Seguiu-se “One True Loves”, da Taylor Jenkins Reid, autora do famoso “The Seven Husbands of Evelyn Hugo” e “Maybe in Another Life”, que li no ano passado. Mal soube da premissa de One True Loves fiquei cheia de vontade de o ler, e estava com imenso receio de sair dali desiludida, mas felizmente todas as expectativas foram correspondidas. Deixo-vos com a primeira frase do livro: “I am finishing up dinner with my family and my fiancé when my husband calls”. Yup, leram direito. E acho que não precisam de saber mais. É uma história apaixonante com alguns elementos mais pesados (luto e relações familiares, principalmente) muito bem trabalhados e incluídos no romance. É daquelas histórias em que uma pessoa ou adora ou odeia o final, e eu fui das que adorou – aconteceu exatamente o que eu queria que acontecesse. E mais não digo. É ler!

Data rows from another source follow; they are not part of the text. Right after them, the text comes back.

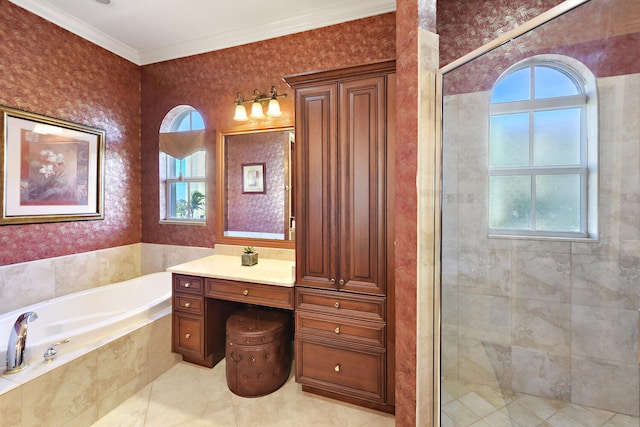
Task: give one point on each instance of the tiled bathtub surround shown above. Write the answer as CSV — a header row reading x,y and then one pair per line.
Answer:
x,y
86,388
80,392
31,282
556,319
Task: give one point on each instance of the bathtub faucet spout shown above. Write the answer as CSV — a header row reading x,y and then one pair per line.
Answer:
x,y
18,343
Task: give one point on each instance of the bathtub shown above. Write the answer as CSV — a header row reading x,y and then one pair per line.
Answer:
x,y
87,319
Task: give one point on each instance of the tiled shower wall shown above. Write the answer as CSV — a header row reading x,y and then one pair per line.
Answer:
x,y
557,319
31,282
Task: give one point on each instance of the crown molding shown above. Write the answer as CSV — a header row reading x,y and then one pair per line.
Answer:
x,y
321,16
79,28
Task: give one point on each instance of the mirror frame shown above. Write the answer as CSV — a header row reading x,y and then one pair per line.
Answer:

Finalmente, temos o quarto volume de Heartstopper, a série de graphic novels de Alice Oseman que foi agora (muitíssimo bem) adaptada ao pequeno ecrã pela Netflix. Já tinha lido os três primeiros volumes no ano passado, e gostei tanto da série (que cobre apenas os primeiros dois) que devorei imediatamente o último livro lançado. Esta história é um abraço quentinho em todas as páginas e episódios, e estou já com vontade de reler e rever. É uma história mesmo muito querida com adolescentes LGBTQAI+ que representa fielmente muitas das experiências, dores e alegrias que sentimos na adolescência, durante o processo de autoconhecimento e de sair do armário. Adorava ter tido uma série destas quando eu tinha a idade das personagens e me estava a descobrir, e acho que é essencial que os jovens (e pais) dos dias de hoje a vejam.